Cevap, Kurz’un radikal bir şekilde vurguladığı gibi, ikiye ayrılıyor:
- Sanal Kapitalizm: Gerçek ekonomiden tamamen kopuk, finansal spekülasyonlar ve balonlar üzerinden dönen devasa bir sanal kumarhane. Kâğıt üstünde milyarlarca dolar hareket ediyor, ama bu paranın arkasında somut bir değer üretimi yok. 2008 krizini yaratan bu mekanizma, bugün de tüm dünyayı felakete sürüklemeye devam ediyor.
- Modern Kölelik: Değer üretemeyenler, yani emeği artık bir değere dönüştürülemeyen milyarlarca insan, sistemin dışına itiliyor. Giderek daha fazla insan, hiçbir sosyal güvencesi olmayan, “kayıt dışı” veya “yarı-köle” koşullarda çalışmaya zorlanıyor. Bir kuryenin, bir çağrı merkezi çalışanının, bir gig-ekonomi işçisinin emeği, sistem için bir değere sahip değil. O sadece sistemin kendisini korumak için hayatta kalmasını sağlayan bir zorunluluk, modern bir kölelik biçimi.
Gündelik Hayattan Örümcek Ağı:
Yüksek lisans mezunu bir gencin, aylarca iş aradıktan sonra bir AVM’de asgari ücretle, günde 12 saat çalışması, onun emeğinin artık kapitalizm için bir değer oluşturmadığının en acı kanıtıdır. Onun için tek bir somut değer kalmıştır: hayatta kalmak.

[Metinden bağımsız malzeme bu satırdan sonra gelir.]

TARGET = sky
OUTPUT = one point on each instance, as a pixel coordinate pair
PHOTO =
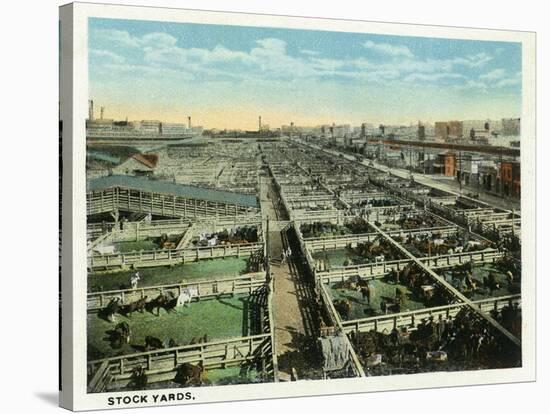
(226, 76)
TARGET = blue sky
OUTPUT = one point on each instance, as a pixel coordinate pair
(225, 76)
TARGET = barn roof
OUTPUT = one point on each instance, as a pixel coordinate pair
(167, 187)
(149, 160)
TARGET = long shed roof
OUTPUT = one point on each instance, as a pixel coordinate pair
(167, 187)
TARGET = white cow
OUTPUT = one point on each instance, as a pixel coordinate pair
(110, 249)
(187, 295)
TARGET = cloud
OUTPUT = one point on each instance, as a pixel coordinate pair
(509, 82)
(493, 75)
(473, 61)
(269, 59)
(124, 39)
(116, 37)
(388, 49)
(432, 77)
(309, 52)
(106, 56)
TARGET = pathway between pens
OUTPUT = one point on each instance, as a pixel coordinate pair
(295, 316)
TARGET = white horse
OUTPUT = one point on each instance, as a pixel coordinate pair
(187, 295)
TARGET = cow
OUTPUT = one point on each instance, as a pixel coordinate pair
(109, 249)
(122, 329)
(343, 307)
(138, 305)
(152, 342)
(189, 374)
(111, 309)
(187, 295)
(139, 379)
(161, 301)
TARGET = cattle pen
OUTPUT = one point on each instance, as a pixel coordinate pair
(287, 253)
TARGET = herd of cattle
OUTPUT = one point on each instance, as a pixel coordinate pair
(167, 301)
(423, 288)
(186, 373)
(466, 338)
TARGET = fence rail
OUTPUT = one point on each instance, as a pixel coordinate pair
(161, 364)
(170, 256)
(412, 318)
(137, 201)
(335, 242)
(368, 270)
(206, 288)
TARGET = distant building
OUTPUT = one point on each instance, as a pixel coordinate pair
(152, 127)
(510, 178)
(445, 164)
(138, 164)
(511, 126)
(449, 130)
(421, 133)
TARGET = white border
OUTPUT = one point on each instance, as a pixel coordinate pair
(83, 401)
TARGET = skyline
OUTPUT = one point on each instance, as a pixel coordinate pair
(225, 76)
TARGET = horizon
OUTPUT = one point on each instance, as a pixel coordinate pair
(228, 75)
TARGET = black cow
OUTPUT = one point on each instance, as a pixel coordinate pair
(189, 374)
(138, 305)
(154, 343)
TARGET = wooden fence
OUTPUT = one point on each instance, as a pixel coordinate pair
(161, 257)
(410, 319)
(160, 365)
(338, 242)
(369, 270)
(206, 289)
(136, 201)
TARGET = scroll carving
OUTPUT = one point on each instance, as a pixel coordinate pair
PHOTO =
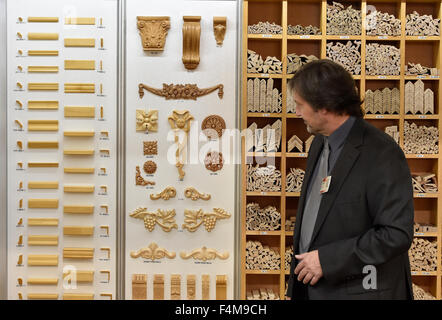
(191, 41)
(153, 32)
(165, 219)
(194, 219)
(219, 29)
(180, 91)
(153, 252)
(204, 254)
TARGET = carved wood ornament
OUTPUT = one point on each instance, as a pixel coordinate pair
(153, 252)
(180, 120)
(204, 254)
(165, 219)
(219, 29)
(153, 32)
(180, 91)
(191, 41)
(209, 219)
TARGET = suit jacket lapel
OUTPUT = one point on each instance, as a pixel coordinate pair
(342, 168)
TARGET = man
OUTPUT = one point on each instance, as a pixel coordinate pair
(354, 222)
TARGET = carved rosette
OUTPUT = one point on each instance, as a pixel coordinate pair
(153, 32)
(153, 252)
(165, 219)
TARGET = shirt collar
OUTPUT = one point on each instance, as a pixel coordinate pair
(337, 138)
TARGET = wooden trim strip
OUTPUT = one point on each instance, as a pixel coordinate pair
(43, 203)
(43, 240)
(42, 125)
(42, 222)
(43, 260)
(79, 42)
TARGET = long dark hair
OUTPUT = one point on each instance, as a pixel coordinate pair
(324, 84)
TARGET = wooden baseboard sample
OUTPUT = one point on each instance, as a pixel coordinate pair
(36, 86)
(42, 19)
(78, 209)
(81, 276)
(43, 203)
(42, 281)
(42, 52)
(42, 105)
(79, 170)
(43, 240)
(79, 88)
(42, 222)
(42, 36)
(79, 112)
(78, 231)
(139, 287)
(79, 21)
(43, 260)
(42, 69)
(42, 296)
(43, 144)
(42, 164)
(78, 152)
(79, 189)
(78, 296)
(79, 64)
(42, 125)
(78, 133)
(43, 185)
(78, 253)
(79, 42)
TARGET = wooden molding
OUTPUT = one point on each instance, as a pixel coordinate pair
(192, 193)
(219, 29)
(204, 254)
(193, 219)
(164, 218)
(42, 125)
(139, 287)
(79, 42)
(153, 252)
(180, 91)
(166, 194)
(153, 32)
(191, 42)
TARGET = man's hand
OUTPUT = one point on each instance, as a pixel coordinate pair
(309, 267)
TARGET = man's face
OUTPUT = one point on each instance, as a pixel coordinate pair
(314, 120)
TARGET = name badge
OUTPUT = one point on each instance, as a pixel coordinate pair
(325, 184)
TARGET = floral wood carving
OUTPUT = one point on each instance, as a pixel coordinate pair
(180, 120)
(214, 161)
(153, 252)
(166, 194)
(189, 91)
(153, 32)
(139, 180)
(193, 194)
(219, 29)
(193, 219)
(204, 254)
(213, 125)
(165, 219)
(191, 42)
(147, 121)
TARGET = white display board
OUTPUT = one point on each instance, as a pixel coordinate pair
(217, 65)
(103, 198)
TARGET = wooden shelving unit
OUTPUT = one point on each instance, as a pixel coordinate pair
(428, 207)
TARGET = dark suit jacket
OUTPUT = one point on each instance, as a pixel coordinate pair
(365, 218)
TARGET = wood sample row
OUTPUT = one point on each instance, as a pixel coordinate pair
(140, 287)
(262, 219)
(263, 97)
(259, 257)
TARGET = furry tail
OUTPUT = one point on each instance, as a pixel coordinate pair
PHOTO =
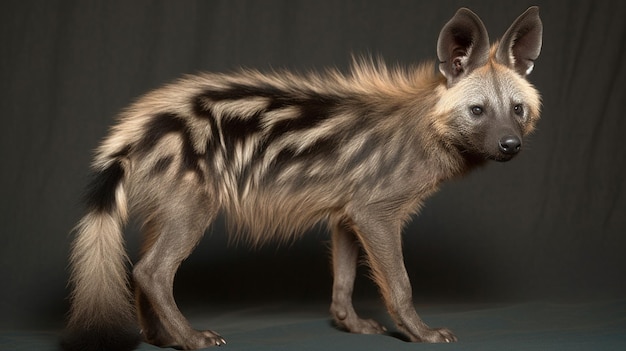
(102, 316)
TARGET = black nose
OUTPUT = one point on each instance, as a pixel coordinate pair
(510, 145)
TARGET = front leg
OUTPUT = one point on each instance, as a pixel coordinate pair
(383, 244)
(345, 252)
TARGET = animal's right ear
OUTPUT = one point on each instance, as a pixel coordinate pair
(463, 45)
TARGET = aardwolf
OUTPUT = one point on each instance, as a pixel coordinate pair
(277, 153)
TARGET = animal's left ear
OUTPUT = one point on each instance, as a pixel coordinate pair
(521, 44)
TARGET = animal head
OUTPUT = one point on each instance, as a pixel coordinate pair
(490, 104)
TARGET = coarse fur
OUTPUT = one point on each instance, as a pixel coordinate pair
(277, 153)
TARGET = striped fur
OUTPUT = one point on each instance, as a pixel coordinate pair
(277, 153)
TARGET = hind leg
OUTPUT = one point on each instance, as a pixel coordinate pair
(172, 235)
(345, 250)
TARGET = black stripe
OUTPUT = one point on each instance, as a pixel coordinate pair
(100, 193)
(162, 165)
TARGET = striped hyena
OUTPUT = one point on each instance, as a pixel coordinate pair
(277, 153)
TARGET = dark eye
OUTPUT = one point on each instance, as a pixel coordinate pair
(476, 110)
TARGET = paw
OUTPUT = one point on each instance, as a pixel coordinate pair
(438, 335)
(192, 340)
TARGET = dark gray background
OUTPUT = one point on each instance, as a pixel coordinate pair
(548, 225)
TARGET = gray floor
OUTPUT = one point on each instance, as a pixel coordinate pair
(291, 326)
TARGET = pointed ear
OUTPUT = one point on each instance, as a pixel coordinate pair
(521, 44)
(463, 45)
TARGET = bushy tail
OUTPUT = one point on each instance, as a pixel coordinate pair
(102, 316)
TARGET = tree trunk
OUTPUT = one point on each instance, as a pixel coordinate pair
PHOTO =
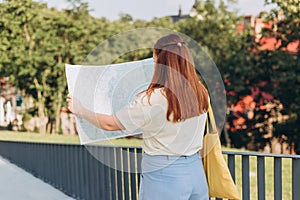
(57, 118)
(41, 106)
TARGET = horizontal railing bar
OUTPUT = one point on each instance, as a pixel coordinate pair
(261, 154)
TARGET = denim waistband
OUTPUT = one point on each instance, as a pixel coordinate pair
(156, 162)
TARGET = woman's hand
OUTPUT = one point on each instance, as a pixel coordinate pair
(105, 122)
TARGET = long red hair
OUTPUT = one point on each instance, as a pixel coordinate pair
(174, 71)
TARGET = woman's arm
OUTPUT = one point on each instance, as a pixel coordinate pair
(105, 122)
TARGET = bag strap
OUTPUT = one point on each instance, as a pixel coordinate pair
(211, 120)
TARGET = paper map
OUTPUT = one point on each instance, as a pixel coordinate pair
(106, 89)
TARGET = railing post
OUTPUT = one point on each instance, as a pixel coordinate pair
(296, 178)
(245, 179)
(277, 178)
(261, 177)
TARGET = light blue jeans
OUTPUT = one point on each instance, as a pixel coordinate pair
(173, 178)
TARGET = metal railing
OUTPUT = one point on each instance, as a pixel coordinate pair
(77, 171)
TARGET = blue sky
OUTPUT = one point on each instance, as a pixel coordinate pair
(148, 9)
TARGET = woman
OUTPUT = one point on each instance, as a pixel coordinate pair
(171, 113)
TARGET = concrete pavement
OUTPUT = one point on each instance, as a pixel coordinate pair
(17, 184)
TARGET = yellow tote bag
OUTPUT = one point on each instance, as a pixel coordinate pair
(220, 182)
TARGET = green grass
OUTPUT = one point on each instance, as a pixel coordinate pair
(269, 162)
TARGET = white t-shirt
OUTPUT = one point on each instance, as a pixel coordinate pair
(160, 136)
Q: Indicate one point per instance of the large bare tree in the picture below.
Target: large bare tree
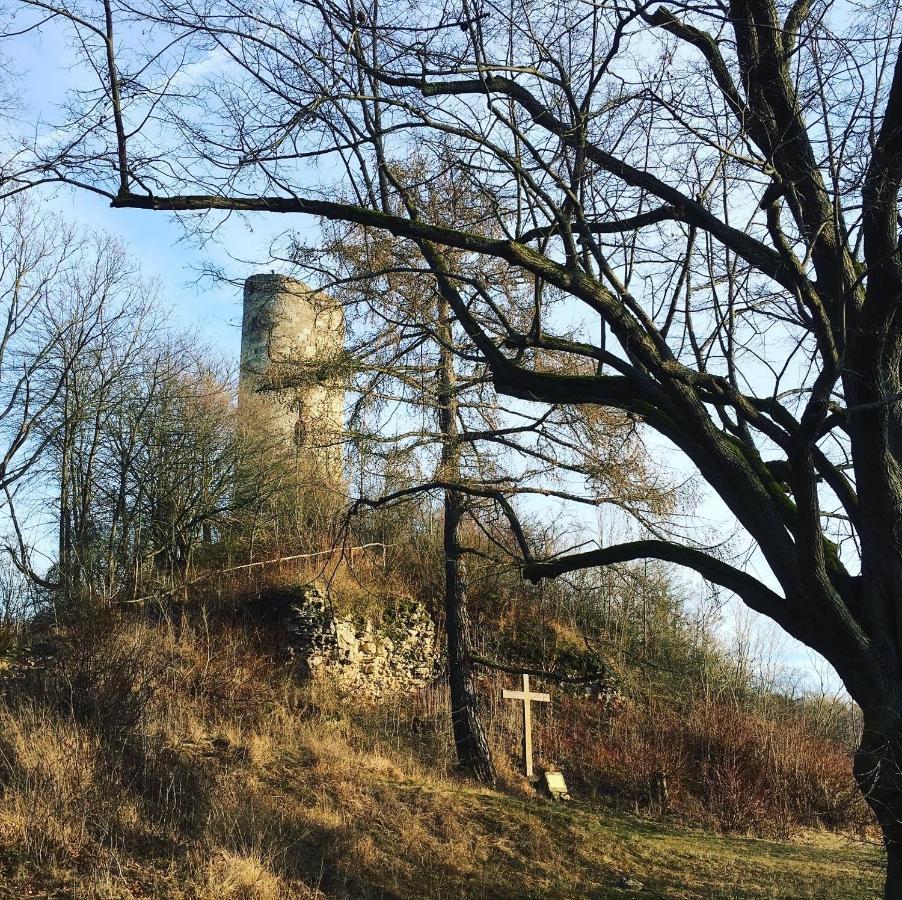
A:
(709, 193)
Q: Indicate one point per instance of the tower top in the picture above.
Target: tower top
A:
(288, 327)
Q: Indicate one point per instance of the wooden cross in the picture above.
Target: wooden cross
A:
(526, 696)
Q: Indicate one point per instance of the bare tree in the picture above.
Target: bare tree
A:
(714, 191)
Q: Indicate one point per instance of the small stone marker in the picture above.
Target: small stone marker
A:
(527, 697)
(556, 785)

Bir zamanlar “işçi sınıfı” denilen o kolektif güç, artık parçalanmış ve değersizleştirilmiş bireyler yığınına dönüşmüştür.
Nereye Gidiyoruz?
Kurz’un radikal kehaneti şuydu: Değerin ve emeğin çöküşü, insanlığın önünde iki yol bırakır. Ya bu çürümüş, yozlaşmış sistemi terk ederek yeni bir toplumsal örgütlenmeye doğru yürüyeceğiz ya da tüm insanlığı içine alan devasa bir çöplükte yok olacağız.
Bu durum, sandığımızdan çok daha yakın. Bugün sosyal medyada gördüğümüz öfke patlamaları, toplumsal kutuplaşmalar ve siyasi çalkantılar, aslında değeri kalmamış bir sistemin son demleri. İnsanlar, artık bir değer yaratamadıklarını hissettikçe daha da öfkeli, daha da çaresiz ve daha da kontrolsüz hale geliyor.
Değersizleşen emek, bizi sadece yoksul yapmıyor, aynı zamanda bizi insanlıktan çıkarıyor. Kimliklerimizi, ilişkilerimizi, hayata anlam verme biçimlerimizi paramparça ediyor.
Peki, bu çöküşün eşiğinde, siz hala “çok çalışınca başarılı olurum” yalanına inanıyor musunuz?